Ayrıca, 2914 sayılı Kanun'un ekinde yer alan makam tazminatı cetvelinde ise doçentlerin (Kazanılmış hak aylıkları birinci derece olmak şartıyla) 2.000 gösterge rakamının karşılığı makam tazminatı tutarını alabileceği belirtilmiştir.

Burada makam tazminatı ödemesine esas unsur unvanın yanında kazanılmış hak aylık derecesidir. Kamu kurumları zamanında kadro değişikliği yapamadığı için kazanılmış hak aylık derecesi ile kadro derecesi farklı olabilmektedir. Bu nedenle doçent kadrosunda bulunanlara kazanılmış hak aylık derecesi 1 olmak kaydıyla makam tazminatı ödenmesi gerekmektedir. Yani makam tazminatı ödenmesinde kadro derecesine değil kazanılmış hak aylık derecesine bakılır. Sorunun çözümü için kurumunuza müracaat ederek Aile, Çalışma ve Sosyal Hizmetler Bakanlığı'ndan görüş sorulmasını isteyebilirsiniz.
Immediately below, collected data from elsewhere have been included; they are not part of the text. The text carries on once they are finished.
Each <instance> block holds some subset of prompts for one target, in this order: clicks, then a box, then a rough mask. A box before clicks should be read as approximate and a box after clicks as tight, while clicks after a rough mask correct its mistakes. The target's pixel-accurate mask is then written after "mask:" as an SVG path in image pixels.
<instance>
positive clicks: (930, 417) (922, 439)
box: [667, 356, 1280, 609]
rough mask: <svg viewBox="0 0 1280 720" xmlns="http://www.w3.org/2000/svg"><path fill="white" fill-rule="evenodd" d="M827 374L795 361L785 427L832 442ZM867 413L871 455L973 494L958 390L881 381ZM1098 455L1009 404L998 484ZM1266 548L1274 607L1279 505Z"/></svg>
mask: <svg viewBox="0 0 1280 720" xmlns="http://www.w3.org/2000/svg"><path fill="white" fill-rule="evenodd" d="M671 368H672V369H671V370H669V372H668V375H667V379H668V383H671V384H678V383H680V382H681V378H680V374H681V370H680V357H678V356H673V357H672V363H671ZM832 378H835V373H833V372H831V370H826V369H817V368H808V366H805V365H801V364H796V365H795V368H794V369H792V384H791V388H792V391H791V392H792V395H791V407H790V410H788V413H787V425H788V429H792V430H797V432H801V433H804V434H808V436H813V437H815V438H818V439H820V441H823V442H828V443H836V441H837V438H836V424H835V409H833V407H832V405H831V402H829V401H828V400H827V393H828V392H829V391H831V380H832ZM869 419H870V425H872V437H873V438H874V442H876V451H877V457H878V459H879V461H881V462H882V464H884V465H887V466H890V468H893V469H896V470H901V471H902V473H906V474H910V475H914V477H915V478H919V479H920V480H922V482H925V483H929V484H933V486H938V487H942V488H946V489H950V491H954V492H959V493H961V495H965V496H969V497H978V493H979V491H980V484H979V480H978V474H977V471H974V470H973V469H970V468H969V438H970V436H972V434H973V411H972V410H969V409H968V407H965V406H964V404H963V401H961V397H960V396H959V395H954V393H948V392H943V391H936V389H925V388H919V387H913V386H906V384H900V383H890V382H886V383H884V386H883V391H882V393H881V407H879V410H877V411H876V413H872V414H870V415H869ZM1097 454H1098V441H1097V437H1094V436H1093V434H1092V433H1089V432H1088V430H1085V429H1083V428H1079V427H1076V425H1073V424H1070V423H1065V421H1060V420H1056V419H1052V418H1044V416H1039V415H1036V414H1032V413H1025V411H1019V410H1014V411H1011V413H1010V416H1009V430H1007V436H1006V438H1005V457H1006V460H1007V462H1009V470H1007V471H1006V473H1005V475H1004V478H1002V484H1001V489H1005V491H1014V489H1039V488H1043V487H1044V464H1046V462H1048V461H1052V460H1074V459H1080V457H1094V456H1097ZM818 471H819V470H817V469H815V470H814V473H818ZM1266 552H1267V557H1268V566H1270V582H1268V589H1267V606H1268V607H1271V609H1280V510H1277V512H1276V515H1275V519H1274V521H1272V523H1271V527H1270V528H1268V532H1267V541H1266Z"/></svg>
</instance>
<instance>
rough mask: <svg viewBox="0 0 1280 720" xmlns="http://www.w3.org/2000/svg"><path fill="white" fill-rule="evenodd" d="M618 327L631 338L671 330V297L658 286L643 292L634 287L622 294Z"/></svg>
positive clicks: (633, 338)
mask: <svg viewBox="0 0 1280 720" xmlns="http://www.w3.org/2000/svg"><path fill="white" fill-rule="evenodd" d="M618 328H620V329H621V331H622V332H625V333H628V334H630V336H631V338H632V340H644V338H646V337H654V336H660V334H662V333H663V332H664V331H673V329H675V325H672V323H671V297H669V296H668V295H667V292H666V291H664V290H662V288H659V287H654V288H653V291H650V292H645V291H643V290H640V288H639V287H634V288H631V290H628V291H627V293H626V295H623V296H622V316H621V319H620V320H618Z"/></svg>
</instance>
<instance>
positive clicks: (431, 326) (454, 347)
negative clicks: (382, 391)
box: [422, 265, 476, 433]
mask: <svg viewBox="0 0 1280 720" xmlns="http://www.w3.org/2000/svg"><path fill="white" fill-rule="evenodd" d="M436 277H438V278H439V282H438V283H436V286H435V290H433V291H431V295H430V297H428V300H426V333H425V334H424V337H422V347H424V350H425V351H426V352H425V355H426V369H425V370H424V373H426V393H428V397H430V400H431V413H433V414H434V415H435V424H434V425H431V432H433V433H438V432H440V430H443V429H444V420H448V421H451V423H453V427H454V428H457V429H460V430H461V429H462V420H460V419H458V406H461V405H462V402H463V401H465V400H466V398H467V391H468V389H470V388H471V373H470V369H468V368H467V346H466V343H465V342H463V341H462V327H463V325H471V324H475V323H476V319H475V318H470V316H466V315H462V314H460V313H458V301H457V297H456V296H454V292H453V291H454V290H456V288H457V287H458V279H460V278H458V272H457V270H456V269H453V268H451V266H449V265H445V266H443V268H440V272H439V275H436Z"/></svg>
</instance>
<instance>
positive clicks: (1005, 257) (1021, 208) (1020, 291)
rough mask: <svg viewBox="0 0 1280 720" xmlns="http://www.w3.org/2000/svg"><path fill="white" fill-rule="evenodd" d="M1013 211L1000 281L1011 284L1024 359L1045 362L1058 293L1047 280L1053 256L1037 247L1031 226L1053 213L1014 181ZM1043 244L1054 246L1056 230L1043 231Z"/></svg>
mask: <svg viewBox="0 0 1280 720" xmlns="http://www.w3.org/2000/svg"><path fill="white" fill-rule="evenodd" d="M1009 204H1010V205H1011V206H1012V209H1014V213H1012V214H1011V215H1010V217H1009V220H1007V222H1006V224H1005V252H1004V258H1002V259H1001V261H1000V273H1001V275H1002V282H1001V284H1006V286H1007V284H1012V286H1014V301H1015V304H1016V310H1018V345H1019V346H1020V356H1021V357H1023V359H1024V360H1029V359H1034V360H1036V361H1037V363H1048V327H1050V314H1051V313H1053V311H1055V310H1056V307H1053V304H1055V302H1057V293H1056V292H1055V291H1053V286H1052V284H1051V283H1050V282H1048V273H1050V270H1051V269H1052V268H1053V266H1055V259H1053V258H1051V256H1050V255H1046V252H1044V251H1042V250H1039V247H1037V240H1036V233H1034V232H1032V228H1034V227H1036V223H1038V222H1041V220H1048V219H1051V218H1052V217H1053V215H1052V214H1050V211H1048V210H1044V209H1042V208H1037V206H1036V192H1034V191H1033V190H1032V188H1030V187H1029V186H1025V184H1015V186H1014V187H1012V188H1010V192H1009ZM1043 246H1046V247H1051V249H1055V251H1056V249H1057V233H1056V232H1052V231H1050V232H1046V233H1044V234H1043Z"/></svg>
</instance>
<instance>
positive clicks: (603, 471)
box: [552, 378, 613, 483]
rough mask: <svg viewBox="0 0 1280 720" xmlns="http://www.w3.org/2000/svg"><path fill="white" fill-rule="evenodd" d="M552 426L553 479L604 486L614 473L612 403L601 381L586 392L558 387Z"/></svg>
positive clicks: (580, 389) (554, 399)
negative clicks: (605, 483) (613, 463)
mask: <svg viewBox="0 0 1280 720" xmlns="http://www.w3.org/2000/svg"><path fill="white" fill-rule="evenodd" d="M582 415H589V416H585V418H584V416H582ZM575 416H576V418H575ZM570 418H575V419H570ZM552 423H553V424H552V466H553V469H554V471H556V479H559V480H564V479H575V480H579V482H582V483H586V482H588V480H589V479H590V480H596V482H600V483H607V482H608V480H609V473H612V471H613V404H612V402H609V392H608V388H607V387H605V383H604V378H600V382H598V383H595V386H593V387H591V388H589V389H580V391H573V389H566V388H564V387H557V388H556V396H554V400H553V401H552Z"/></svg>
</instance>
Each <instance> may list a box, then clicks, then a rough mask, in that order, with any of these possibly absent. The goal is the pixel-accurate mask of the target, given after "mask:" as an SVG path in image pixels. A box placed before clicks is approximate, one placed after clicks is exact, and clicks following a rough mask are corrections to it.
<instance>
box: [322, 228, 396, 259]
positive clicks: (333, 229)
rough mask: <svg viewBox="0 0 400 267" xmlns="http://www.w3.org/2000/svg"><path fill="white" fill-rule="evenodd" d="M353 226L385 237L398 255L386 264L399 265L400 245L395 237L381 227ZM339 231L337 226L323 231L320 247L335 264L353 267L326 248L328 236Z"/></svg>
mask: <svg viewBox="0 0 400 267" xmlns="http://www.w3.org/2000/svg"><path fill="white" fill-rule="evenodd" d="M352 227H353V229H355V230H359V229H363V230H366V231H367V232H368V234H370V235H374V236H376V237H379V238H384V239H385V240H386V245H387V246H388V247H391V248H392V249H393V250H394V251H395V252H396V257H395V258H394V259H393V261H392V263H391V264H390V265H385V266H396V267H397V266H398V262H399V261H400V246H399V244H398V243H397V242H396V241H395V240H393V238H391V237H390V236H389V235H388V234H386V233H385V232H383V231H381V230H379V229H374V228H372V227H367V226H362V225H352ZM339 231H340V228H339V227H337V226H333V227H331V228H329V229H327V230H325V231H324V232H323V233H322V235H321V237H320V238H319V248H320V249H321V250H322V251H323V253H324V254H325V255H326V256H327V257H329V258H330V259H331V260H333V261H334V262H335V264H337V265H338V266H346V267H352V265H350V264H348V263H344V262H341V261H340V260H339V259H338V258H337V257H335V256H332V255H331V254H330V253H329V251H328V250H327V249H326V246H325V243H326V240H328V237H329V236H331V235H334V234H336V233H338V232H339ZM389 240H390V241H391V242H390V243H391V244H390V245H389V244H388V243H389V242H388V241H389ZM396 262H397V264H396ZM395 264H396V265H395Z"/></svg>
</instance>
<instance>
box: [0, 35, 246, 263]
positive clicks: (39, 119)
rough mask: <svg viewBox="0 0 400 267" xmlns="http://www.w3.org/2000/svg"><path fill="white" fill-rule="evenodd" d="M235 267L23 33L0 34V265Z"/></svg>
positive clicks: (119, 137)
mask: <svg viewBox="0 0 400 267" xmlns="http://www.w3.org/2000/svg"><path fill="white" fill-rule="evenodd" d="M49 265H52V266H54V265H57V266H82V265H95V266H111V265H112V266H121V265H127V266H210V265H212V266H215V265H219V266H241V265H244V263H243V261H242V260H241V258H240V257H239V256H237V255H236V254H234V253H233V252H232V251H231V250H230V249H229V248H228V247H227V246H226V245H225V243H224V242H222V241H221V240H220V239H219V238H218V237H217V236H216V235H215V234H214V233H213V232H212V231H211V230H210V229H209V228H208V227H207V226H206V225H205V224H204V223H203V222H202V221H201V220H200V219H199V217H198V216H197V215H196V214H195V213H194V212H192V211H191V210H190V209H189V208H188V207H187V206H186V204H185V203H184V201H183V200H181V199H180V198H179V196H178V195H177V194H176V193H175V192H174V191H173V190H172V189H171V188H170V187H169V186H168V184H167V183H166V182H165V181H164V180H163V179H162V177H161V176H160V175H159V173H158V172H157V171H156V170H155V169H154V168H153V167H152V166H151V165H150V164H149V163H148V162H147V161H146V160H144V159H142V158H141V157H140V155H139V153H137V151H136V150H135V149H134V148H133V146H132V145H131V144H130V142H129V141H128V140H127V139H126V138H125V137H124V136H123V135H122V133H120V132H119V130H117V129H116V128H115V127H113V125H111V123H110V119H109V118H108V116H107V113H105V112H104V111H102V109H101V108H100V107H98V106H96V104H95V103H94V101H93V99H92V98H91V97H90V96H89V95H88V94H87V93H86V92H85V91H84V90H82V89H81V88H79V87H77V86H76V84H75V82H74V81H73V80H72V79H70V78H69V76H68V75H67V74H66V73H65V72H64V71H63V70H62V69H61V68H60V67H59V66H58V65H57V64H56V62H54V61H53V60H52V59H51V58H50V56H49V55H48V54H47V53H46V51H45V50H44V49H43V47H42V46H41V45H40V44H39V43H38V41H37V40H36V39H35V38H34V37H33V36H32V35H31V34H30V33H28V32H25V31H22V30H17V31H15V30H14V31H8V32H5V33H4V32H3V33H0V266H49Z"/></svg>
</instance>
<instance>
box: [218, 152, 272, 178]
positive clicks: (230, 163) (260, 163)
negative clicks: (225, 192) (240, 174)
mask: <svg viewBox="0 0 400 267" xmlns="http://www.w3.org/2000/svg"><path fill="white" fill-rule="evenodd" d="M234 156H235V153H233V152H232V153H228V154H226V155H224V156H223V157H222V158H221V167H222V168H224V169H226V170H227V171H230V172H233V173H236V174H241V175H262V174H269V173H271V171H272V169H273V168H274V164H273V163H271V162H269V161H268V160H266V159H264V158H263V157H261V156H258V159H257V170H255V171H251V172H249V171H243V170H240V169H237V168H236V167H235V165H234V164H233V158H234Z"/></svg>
Yeşil pasaport alabilir miyim?

6. dereceden müfettişken istifa ettim. 14 yıldır da özel sektörde çalışıyorum. Ben yeşil pasaport alabilir miyim?

Daha önceki yazılarımızda yeşil pasaportla ilgili mevzuattaki açıklıklardan nasıl yararlanıldığını izah etmiş ve önerilerimizi sıralamış, yeşil pasaport alabilmek için memur unvanlı kadrolarda çalışanların VHKİ kadrolarına geçirilerek bu haktan nasıl yararlandırıldığını örneklerle açıklamıştık.

Bu çerçevede, 5682 sayılı Pasaport Kanunu'nun 14/A maddesinde yeşil pasaport olarak bilinen hususi damgalı pasaport hakkından yararlanacak kamu görevlileri tek tek sayılmıştır. Buna göre yeşil pasaport hakkından, birinci, ikinci ve üçüncü derece kadrolarda bulunan veya bu kadrolar karşılık gösterilmek veya T.C. Emekli Sandığı ile ilgilendirilip emekli kesenekleri bu derecelerden kesilmek suretiyle sözleşmeli olarak çalıştırılan Devlet memurları ve diğer kamu görevlileri ile birinci derece kadro ile emekliliğe hak kazanmış olan belediye başkanları ile bunlardan emeklilik veya çekilme sebebiyle görevden ayrılmış olanlar yararlanmaktadır. Başka bir ifadeyle, yeşil pasaport alma hakkına sahipken istifa eden kamu görevlileri müstafi durumdayken de yeşil pasaport hakkından yararlanabilecektir.

Bu kanunun ek 4'üncü maddesinde; "Devlet memuru olarak 1'inci, 2'nci ve 3'üncü derece kadrolarda bulunup da hususi damgalı pasaport almaya hakkı olan devlet memurları ile subay ve astsubayların taşıdıkları unvan ve/veya rütbeleri taşımakla beraber 1'inci, 2'nci ve 3'üncü derece kadroları almadan emekli olan veya ayrılanlardan devlet memuriyetindeki hizmet süreleri, taşıdığı unvan ve/veya rütbeleri itibariyle bugün hususi damgalı pasaport almaya hak kazananlar emsal alınmak suretiyle bunlara da hususi pasaport verilir" hükmüne yer verilmiştir.

Bu hükümler birlikte değerlendirildiğinde yeşil pasaport hakkı için birinci, ikinci veya üçüncü dereceli kadroları müktesep hak olarak elde etmek değil, bu derecelere atanmak yeterli olduğundan 657 sayılı Kanun'un 68/B maddesi kapsamında ilk üç dereceli kadrolara atananlar da bu haktan yararlanabilecektir. Ancak, sizin durumunuzun bu şartlara ve açıklamalarımıza uymadığı için yeşil pasaport alamayacağınızı düşünüyoruz. Hatta uygulamada 1'inci dereceli kadrolu unvanlarda yıllarca bulunduktan sonra memur unvanlı kadroya atandıktan sonra emekli olanlara dahi yeşil pasaport verilmediğini de belirtmek isteriz.